Citizeo
Report

Working Holiday Visas Americans Can Actually Get

Key findings

  • Americans have direct or narrow youth-mobility options in Australia, New Zealand, South Korea, Ireland, Portugal, Singapore, and Canada via recognized organizations.
  • The strongest direct working-holiday options are Australia, New Zealand, and South Korea.
  • These are trial-year pathways, not settlement pathways; age, education status, and timing are the main gates.

Working holiday visas let young people live and work abroad for a year or more, but Americans are shut out of most of them. The UK's well-known Youth Mobility Scheme, for example, doesn't include U.S. citizens. A few major destinations do accept Americans, and a few narrower student or organization-mediated options are worth knowing about. This report lists the working holiday and youth-mobility pathways a U.S. passport holder can use.

See what you qualify for: check which pathways match your situation.

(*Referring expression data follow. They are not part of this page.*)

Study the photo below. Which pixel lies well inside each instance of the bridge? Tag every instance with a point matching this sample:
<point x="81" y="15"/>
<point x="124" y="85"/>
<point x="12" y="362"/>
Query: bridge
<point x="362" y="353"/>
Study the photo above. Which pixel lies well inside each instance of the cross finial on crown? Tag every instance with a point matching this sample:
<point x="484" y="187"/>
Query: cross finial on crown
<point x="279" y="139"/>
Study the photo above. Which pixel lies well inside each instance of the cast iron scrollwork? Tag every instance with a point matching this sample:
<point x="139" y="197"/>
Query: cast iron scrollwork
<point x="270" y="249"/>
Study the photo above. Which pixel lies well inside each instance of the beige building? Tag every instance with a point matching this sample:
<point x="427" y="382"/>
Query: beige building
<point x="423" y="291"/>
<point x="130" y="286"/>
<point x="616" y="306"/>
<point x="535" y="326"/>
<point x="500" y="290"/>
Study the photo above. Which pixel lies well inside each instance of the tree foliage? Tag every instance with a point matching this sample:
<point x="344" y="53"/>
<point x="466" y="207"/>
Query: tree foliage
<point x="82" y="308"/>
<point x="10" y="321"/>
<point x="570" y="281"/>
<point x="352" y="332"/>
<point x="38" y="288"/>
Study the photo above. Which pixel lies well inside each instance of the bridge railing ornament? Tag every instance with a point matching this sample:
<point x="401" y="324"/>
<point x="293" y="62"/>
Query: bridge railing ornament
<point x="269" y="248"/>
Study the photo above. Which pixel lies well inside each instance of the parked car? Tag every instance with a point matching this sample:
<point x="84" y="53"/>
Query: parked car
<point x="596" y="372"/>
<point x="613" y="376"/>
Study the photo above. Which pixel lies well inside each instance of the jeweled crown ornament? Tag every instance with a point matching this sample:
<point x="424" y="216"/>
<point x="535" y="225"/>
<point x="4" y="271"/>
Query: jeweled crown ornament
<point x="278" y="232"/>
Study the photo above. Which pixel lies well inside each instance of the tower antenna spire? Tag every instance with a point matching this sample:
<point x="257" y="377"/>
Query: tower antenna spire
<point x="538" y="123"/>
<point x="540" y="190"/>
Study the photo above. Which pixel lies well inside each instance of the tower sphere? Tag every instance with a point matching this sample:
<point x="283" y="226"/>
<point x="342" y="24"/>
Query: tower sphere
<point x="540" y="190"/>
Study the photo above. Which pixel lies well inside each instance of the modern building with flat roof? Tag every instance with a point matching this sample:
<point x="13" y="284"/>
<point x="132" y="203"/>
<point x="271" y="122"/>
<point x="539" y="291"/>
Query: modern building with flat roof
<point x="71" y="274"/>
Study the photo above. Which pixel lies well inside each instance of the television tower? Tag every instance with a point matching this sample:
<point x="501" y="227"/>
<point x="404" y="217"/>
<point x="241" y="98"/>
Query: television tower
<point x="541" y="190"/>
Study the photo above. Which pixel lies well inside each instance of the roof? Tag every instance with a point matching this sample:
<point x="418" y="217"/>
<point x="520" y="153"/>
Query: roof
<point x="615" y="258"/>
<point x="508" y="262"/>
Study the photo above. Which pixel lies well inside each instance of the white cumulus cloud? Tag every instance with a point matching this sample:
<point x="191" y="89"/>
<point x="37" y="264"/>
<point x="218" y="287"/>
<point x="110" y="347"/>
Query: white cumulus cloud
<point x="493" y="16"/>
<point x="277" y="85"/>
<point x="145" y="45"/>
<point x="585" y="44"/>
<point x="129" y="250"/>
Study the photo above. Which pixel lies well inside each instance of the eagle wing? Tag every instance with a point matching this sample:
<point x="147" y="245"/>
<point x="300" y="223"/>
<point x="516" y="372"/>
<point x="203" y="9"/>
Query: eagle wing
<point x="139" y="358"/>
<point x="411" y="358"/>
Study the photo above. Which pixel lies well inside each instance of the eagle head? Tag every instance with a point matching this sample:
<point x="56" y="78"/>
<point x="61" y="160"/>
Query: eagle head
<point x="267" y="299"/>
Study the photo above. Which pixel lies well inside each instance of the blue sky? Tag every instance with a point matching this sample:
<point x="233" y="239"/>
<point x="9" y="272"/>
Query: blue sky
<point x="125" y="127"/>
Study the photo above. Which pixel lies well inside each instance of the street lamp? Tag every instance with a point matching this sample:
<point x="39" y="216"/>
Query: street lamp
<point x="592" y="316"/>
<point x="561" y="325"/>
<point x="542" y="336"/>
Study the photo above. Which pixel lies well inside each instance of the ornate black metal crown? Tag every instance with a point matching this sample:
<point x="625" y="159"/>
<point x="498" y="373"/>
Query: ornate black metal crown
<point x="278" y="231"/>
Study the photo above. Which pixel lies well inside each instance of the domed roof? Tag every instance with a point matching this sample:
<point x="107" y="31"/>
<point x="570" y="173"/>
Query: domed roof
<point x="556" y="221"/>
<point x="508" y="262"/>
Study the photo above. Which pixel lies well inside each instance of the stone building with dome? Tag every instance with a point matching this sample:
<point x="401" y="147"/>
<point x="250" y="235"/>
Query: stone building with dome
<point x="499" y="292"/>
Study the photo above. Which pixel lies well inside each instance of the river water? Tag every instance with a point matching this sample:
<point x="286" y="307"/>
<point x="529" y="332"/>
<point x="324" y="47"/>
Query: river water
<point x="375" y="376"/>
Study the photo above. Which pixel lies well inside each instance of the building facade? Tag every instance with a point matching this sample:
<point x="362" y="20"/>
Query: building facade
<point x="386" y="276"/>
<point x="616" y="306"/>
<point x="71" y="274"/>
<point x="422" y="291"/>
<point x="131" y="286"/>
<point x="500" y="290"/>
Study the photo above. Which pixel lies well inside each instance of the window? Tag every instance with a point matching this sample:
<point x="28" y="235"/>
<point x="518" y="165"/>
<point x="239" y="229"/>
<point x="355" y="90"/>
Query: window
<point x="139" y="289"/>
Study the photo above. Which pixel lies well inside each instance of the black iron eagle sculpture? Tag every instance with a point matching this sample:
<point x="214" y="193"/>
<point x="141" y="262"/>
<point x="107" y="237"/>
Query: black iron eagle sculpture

Working holiday pathways open to U.S. citizens

Country Pathway Access type Age / eligibility gate Length
Australia Work and Holiday Visa (462) Direct working holiday 18-30 1 year; second and third years possible with specified work
New Zealand USA Working Holiday Visa Direct working holiday 18-30; normally lives in the U.S. Up to 12 months; limited 3-month extension possible
South Korea H-1 Working Holiday Direct working holiday 18-30; U.S. students or recent grads 12-18 months
Ireland Working Holiday Authorisation Student/recent-grad agreement Current students or recent grads 1 year
Portugal Youth Mobility Visa Student/recent-grad agreement Current students or recent grads Up to 12 months; work up to 6 months
Singapore Work Holiday Programme University-based work holiday 18-25; eligible university students or grads Up to 6 months
Canada IEC via Recognized Organization Recognized organization only 18-35; organization quota and eligibility Varies by organization and IEC category

What to know

Source notes

Methodology

Eligibility comes from Citizeo's structured dataset of citizenship and residency programs, reflecting publicly available rules as of June 2026. Working holiday agreements are bilateral or organization-mediated, and their terms (age caps, quotas, eligibility windows, education rules, and recognized-organization access) change periodically. Confirm current rules with the destination country's immigration authority before applying.